Herr Präsident! Meine sehr verehrten Damen und Herren! Es ist schon interessant, wenn man sich noch einmal die Rede des Kollegen Ehlen vergegenwärtigt. Er hat relativ wenig zu seinem Ausgangsantrag gesagt,

(Ehlen [CDU]: Herr Minister, ich ha- be Sie gelobt! Das mache ich nie wie- der!)

sondern hat hier eine Reihe von Punkten angeführt, die mit dem Ausgangsantrag überhaupt nichts zu tun haben. Warum, Herr Ehlen, haben Sie das gemacht? - Sie haben es natürlich deshalb gemacht, weil Sie festgestellt haben, dass Ihr Antrag völlig überflüssig war.
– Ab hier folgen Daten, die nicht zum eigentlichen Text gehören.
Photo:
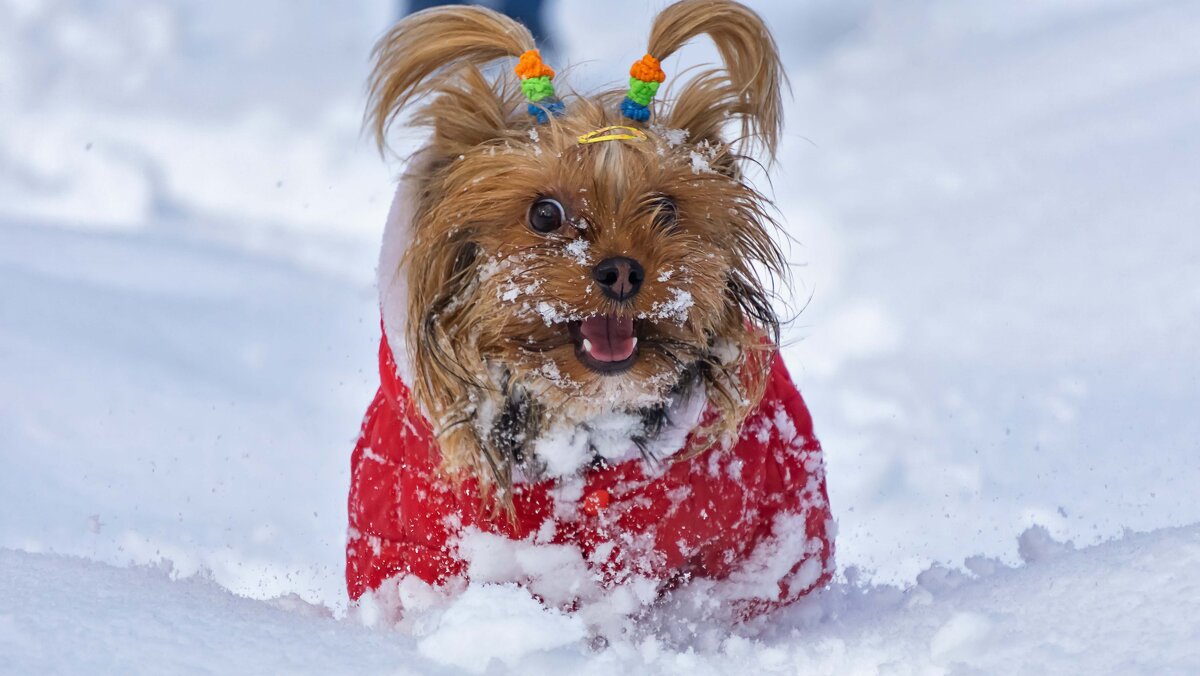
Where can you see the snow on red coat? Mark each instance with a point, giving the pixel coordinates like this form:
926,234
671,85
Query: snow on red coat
756,508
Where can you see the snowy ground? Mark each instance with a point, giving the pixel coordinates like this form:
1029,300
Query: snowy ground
994,209
1127,606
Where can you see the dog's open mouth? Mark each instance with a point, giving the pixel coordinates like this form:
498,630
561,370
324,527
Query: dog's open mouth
606,344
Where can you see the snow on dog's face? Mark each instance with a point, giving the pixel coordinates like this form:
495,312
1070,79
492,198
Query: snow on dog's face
571,300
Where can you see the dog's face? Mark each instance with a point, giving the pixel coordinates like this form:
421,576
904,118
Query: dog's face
585,295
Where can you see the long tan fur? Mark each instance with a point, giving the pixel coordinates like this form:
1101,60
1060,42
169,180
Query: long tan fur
489,298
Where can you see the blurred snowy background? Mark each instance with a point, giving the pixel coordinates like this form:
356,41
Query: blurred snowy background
996,221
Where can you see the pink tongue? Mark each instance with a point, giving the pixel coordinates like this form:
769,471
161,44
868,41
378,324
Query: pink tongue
611,338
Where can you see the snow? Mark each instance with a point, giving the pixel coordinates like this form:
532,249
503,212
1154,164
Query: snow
990,209
1126,606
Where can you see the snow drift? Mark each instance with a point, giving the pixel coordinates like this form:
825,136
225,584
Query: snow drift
1127,606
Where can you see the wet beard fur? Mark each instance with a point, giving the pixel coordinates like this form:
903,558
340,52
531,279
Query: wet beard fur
521,422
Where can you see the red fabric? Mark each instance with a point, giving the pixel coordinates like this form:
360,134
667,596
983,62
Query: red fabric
706,516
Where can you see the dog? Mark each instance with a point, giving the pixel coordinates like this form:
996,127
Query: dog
579,340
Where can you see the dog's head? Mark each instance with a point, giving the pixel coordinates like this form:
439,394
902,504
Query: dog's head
574,289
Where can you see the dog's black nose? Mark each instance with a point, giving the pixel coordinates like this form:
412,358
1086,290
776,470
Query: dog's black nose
619,277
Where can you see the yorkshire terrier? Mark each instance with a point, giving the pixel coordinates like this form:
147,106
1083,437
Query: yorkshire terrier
580,344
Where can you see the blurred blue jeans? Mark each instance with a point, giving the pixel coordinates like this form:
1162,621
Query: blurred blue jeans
529,12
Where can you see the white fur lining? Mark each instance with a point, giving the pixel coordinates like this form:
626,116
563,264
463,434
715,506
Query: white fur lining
393,275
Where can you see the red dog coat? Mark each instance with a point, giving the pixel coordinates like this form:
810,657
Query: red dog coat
756,508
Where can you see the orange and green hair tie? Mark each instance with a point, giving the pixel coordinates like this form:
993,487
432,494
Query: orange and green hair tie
645,78
538,87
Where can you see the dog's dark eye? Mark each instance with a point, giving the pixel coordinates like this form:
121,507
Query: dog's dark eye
664,211
546,215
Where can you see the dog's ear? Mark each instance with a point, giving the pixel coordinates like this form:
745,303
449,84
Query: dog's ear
748,89
436,55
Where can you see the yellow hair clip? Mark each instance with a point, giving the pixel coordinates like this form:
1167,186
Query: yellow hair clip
616,132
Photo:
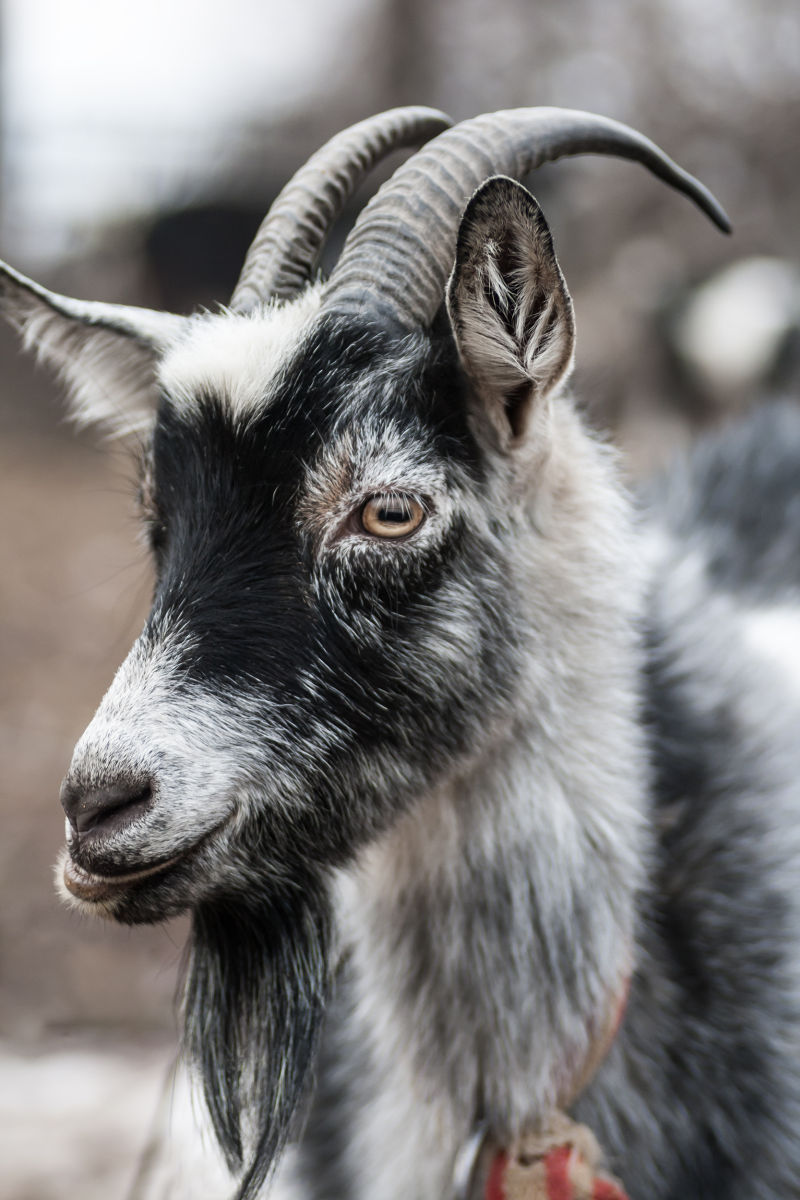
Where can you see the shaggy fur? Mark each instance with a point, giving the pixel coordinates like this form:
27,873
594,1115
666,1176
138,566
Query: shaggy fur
433,799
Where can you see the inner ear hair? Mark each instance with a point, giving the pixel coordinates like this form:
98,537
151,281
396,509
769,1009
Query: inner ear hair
106,354
509,305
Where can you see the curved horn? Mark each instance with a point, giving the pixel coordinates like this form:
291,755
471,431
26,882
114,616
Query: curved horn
401,250
286,247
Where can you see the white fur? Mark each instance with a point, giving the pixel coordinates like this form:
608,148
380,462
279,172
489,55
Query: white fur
235,357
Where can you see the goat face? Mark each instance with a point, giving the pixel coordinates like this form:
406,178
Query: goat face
313,649
386,552
334,622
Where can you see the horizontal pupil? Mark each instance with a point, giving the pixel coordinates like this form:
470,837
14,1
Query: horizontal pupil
394,516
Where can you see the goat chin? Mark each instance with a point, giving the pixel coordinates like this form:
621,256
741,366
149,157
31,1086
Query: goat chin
257,983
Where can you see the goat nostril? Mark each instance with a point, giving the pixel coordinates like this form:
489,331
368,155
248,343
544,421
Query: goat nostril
107,808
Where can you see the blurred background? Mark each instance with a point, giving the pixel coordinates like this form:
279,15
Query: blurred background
139,145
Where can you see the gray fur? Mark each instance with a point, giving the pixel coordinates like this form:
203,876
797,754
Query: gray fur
533,749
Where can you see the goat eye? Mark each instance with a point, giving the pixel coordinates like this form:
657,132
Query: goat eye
391,515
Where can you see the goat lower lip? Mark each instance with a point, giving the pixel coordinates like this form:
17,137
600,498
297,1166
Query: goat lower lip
86,886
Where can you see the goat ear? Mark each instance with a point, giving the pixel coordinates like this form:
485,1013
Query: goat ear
107,354
509,306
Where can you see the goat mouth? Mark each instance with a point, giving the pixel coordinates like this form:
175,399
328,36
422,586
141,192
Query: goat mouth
88,886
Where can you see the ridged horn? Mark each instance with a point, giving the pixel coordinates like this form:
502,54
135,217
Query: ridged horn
401,250
284,251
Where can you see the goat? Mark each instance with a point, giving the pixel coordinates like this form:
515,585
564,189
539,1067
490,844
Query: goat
439,745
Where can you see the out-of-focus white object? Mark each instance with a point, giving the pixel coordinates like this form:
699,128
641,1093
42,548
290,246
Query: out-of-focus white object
733,328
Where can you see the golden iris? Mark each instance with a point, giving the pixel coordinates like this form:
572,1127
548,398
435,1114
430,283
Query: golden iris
391,515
(Zustimmung von Plaue [SPD] - Oestmann [CDU]: Das behaupten Sie jedes Mal! - Unruhe - Glocke des Prä- sidenten)

Vielleicht darf ich daran erinnern, meine Damen und Herren, dass wir uns, als Ihr Antrag hier eingebracht wurde, in der Situation befunden haben, dass ich genau die Punkte, die Sie hier vorgetragen haben, bereits im zuständigen Ausschuss des Bundesrates eingereicht und schon einen Beschluss des Agrarausschusses auf meinem Konto hatte.
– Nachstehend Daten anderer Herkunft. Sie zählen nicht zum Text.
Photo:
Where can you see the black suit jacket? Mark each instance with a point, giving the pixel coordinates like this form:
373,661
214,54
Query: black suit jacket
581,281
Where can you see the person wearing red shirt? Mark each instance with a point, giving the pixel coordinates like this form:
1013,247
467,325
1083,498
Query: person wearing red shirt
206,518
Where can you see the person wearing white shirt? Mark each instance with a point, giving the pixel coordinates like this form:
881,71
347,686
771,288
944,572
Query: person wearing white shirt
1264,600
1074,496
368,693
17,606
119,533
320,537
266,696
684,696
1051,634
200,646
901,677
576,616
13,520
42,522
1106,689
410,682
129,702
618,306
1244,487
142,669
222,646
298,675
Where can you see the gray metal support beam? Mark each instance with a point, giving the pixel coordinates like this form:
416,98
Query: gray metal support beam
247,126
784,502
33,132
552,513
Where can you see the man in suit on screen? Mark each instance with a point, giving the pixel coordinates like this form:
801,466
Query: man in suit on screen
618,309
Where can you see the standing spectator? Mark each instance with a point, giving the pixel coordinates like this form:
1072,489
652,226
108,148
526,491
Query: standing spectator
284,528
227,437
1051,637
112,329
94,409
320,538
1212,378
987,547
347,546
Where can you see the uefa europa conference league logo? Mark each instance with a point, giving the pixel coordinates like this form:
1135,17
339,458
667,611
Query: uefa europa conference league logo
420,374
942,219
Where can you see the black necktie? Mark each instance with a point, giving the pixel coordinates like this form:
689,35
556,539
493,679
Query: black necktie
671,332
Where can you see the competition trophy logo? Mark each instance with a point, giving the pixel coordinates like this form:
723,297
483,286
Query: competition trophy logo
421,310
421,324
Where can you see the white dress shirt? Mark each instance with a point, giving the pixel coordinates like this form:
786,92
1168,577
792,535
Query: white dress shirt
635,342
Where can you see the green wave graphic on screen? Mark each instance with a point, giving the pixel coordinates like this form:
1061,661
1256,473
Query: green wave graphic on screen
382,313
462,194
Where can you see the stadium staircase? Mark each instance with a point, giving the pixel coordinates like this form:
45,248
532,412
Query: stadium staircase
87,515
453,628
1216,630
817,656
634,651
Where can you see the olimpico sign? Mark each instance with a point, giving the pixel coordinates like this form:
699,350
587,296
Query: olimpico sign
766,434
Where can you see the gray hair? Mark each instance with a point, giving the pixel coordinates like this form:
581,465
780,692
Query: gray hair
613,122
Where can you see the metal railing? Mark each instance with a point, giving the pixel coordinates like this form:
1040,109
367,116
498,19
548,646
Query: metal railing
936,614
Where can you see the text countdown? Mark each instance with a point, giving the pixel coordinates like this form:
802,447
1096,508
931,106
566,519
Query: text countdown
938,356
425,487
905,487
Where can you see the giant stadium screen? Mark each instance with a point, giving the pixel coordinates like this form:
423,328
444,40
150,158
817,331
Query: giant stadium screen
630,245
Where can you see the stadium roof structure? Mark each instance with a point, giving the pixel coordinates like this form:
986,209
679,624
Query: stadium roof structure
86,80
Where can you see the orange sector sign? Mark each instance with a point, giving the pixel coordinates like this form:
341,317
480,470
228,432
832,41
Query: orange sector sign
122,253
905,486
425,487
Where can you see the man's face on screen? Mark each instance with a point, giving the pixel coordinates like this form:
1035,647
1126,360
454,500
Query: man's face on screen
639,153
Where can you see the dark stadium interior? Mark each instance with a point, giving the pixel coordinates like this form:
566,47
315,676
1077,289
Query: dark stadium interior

(Ehlen [CDU]: Haben Sie ja gut ge- macht!)

Heute stellen wir nun am Ende der Beratung fest, dass genau die Punkte, die ich hier vorgetragen habe und die unsere agrarpolitische Position darstellen, auch auf Punkt und Komma umgesetzt worden sind, aber ohne Ihre Hilfe. Da bitte ich Sie, zur Kenntnis zu nehmen - auch darüber gehen Sie ja ganz locker hinweg -, dass die CDU im Vermittlungsausschuss nicht einen einzigen Antrag zu diesem Thema gestellt hat. Das heißt, Sie haben hier eine Luftnummer gemacht und nichts folgen lassen. Das ist doch das Peinliche an der Situation.
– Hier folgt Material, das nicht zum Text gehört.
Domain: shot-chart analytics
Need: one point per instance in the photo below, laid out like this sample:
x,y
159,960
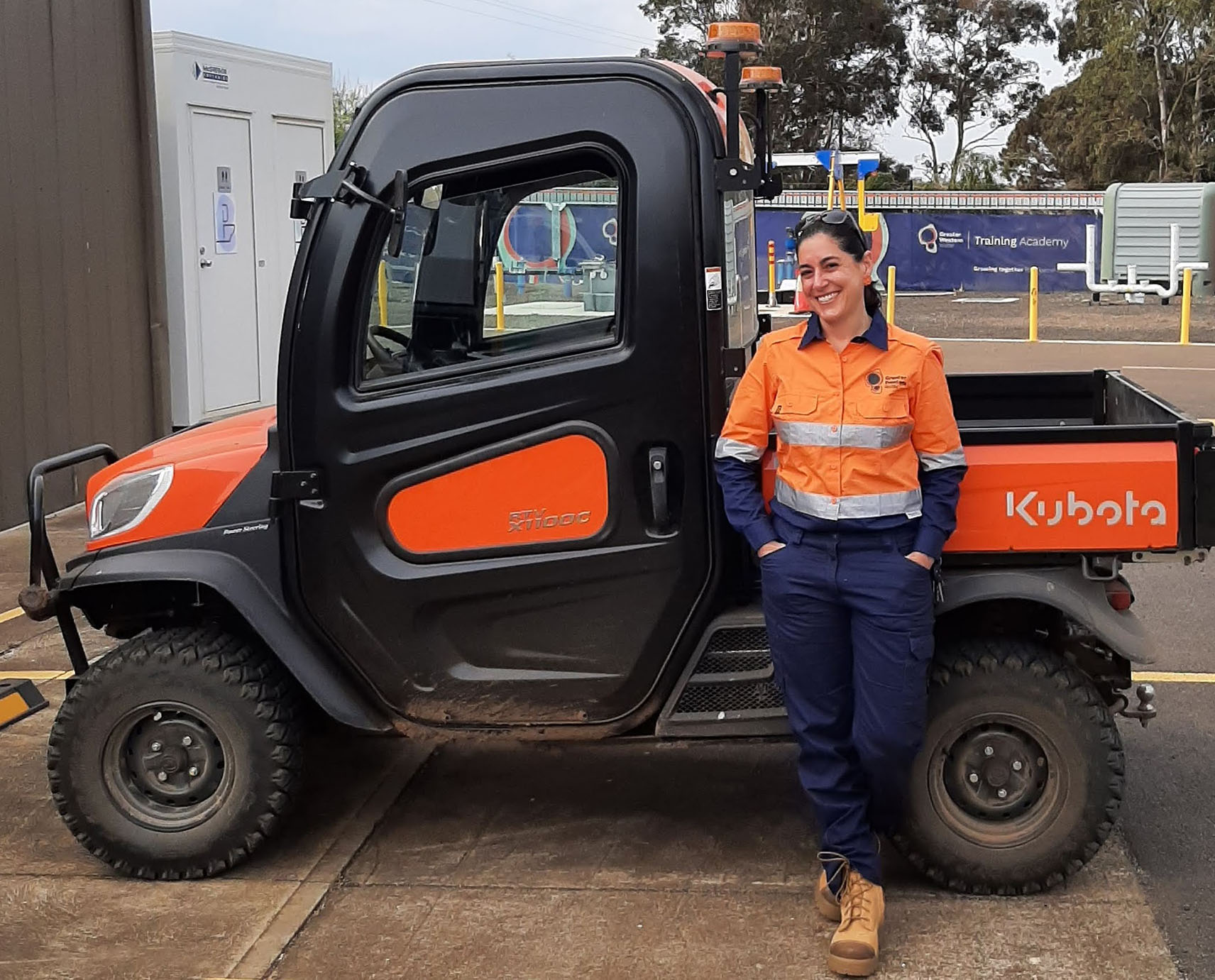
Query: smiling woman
x,y
869,462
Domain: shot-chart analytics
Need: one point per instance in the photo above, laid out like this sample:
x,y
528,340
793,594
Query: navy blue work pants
x,y
850,622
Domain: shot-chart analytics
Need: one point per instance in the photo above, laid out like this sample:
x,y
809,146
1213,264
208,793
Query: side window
x,y
496,271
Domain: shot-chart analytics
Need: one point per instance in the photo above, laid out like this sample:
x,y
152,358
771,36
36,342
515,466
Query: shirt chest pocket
x,y
886,407
795,406
886,419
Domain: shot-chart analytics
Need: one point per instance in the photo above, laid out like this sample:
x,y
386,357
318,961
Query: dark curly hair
x,y
848,236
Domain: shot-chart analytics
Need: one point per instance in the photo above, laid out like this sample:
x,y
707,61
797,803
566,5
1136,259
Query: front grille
x,y
730,698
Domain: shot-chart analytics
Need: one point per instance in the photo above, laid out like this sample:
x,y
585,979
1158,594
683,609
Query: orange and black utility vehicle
x,y
484,505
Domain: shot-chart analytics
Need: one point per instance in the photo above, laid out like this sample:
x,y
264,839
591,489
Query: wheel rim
x,y
996,780
168,765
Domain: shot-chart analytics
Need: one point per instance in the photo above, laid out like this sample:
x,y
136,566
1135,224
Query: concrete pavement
x,y
625,860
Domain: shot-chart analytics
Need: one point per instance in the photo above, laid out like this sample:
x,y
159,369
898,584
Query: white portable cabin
x,y
237,128
1135,230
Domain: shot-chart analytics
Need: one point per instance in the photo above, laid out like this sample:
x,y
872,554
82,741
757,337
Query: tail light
x,y
1119,595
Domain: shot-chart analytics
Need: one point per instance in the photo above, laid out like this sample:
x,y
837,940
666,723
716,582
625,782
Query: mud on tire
x,y
1008,715
179,753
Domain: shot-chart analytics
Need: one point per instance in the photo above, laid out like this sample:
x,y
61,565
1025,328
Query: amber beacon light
x,y
734,37
762,78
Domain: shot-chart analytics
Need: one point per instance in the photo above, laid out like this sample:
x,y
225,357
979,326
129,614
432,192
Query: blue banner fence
x,y
937,252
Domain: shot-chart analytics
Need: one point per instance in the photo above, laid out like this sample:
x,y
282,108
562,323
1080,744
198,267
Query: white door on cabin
x,y
228,276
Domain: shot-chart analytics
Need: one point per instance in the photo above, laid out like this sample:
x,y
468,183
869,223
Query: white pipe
x,y
1090,271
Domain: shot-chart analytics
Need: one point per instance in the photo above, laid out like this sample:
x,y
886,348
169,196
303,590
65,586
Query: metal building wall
x,y
82,307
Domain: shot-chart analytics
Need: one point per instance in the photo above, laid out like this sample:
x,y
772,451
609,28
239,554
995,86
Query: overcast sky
x,y
372,40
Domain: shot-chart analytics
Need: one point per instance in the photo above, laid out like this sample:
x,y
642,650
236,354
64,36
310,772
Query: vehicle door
x,y
510,417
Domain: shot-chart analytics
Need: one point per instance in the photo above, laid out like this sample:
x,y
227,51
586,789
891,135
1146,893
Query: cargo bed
x,y
1087,463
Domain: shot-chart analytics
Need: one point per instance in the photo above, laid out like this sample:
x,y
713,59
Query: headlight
x,y
126,500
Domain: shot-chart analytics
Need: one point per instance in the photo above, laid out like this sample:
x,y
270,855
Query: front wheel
x,y
1021,775
179,753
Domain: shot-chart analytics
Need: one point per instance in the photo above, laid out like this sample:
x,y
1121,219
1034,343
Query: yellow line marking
x,y
1174,677
34,674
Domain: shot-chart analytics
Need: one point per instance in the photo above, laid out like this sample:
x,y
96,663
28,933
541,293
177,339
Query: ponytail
x,y
873,300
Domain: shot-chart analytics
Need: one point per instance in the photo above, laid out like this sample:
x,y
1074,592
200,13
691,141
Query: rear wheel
x,y
1021,775
179,753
(Oestmann [CDU]: Wer sich hier peinlich verhält, Herr Minister, das ist noch offen!)

Deshalb wäre es natürlich gut gewesen, wenn Sie heute hier gesagt hätten: Der Antrag ist erledigt, wir reden nicht mehr darüber. Aber Sie wollten es noch einmal hören, also sagen wir es Ihnen natürlich auch.

Meine Damen und Herren, die Sonderansparabschreibungen für die Land- und Forstwirtschaft sind erhalten geblieben. Der Freibetrag bei der Aufgabe von Betrieben ist von 60.000 DM auf 100.000 DM erhöht worden. Die Wiedereinführung des halben Steuersatzes bei der Aufgabe oder Veräußerung landwirtschaftlicher Betriebe ist durchgesetzt worden. Besonders begrüße ich auch, dass die Hürden für eine Zusammenarbeit in Kooperation durch die teilweise Wiedereinführung des Mitunternehmererlasses abgebaut werden konnten. Das alles sind Punkte, die wir gewollt haben.

Ich erinnere noch an den Abgeordneten Kethorn, der hier gefragt hat: Bartels, bist du denn überhaupt in der Lage, das in Bonn durchzusetzen? Ja, Sie sehen es: Wir waren dazu in der Lage. Der Kollege Funke in Berlin und ich haben das gemeinsam geschafft. Dafür sollten Sie hier sagen: Herzlichen Dank dafür.